Well, the public just doesn't buy that, anymore, Mr. Duffy. The public also just told both political parties to take a hike and voted in open primaries...and, in the process, told public unions (such as teachers unions) and business/special interests to take a hike as well.
Again, it must be asked: what if, now that the distracting President Bush is gone, the state could revisit the tenure reform proposal that Governor Schwarzenegger failed to pass several years ago?
Again, it must be asked: whether one hates or loves Mayor Villaraigosa and President Obama, why are these union stalwarts taking on teachers unions?
And finally, it again must be asked: whose rights are more important, those of tenured teachers who've concluded they no longer need to prove themselves, or the students in their classrooms who deserve the best teachers (regardless of seniority) that we can possibly get...and keep?
(Ken Alpern is a former Boardmember of the Mar Vista Community Council (MVCC), previously co-chaired its Planning and Outreach Committees, and currently co-chairs its MVCC Transportation/Infrastructure Committee. He is co-chair of the CD11 Transportation Advisory Committee and chairs the nonprofit Transit Coalition, and can be reached at Alpern@MarVista.org.This email address is being protected from spam bots, you need Javascript enabled to view it The views expressed in this article are solely those of Mr. Alpern.) -cw
●● smf's 2¢: Mr. Alpern makes some good arguments and frames them in some fuzzy thinking – based on the flawed premise that bad teachers are the problem with public education. I won’t argue that some teachers are bad and shouldn’t be teaching. But to somehow identifying all the bad teachers – the lazy, inept, unprepared, un-or-under qualified - is to focus our attention on a piece of the problem at the exclusion of the myriad problems, challenges and opportunities in American Public Education.

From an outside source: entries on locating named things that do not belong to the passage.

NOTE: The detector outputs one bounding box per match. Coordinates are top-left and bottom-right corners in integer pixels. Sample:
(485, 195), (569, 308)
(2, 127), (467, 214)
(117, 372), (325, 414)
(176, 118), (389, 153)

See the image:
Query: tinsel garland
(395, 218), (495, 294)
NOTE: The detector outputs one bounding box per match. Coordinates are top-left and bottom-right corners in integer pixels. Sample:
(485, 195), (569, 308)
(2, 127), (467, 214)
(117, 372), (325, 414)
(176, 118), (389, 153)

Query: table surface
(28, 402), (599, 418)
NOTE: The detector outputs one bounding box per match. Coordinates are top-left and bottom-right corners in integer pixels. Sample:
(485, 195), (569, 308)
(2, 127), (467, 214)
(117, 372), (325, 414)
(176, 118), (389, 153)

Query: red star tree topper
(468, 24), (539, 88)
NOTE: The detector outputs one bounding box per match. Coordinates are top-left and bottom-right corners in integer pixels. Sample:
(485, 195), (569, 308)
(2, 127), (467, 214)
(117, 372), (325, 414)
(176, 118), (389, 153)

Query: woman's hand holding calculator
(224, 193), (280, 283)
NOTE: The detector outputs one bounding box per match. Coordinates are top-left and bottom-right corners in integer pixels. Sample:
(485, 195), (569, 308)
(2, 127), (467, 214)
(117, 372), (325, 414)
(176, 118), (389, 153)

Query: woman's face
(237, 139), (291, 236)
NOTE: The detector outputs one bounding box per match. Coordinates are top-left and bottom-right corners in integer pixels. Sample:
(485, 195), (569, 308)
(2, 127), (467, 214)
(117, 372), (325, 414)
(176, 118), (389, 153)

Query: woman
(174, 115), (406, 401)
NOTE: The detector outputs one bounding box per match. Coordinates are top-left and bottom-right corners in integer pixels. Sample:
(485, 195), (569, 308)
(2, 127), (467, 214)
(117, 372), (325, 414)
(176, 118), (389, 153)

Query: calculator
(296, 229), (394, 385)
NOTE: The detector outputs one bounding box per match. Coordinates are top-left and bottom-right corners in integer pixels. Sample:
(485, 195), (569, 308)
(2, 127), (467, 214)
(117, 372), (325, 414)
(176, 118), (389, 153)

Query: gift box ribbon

If we frame the issue as Bad Teachers and the solution as being done with them we have taken the George Bush/Karl Rovian misdirected path of fighting Evildoers with Magic Bullets. And just as certainly symbolic gestures and resolutions ain’t gonna cut it.
Alpern actually proves my point in his paragraph #3, accusing Duffy and his cronies of persistent obstruction to union reform. It isn’t and cannot be about about “Union Reform”; it is and must be about “Education Reform”.
The funding. The class sizes. The curriculum. The opportunities. Technology. Parent and community involvement and empowerment. Accountability. Transparency. Best practices. And at the risk of going all puritan: Hard work.
Yes, the UTLA Contract seems to be overarching governing document of LAUSD – often seemingly trumping the Ed Code and good policy and curriculum. “What’s best for kids” is secondary to “What does the contract say?” - and that is not good.
But it is the Board of Education who agreed to it and We The People elected them.
The fault, dear readers (to abuse Shakespeare) lies not in our stars – or in teachers or in UTLA as currently led by Duffy & Co – but in ourselves.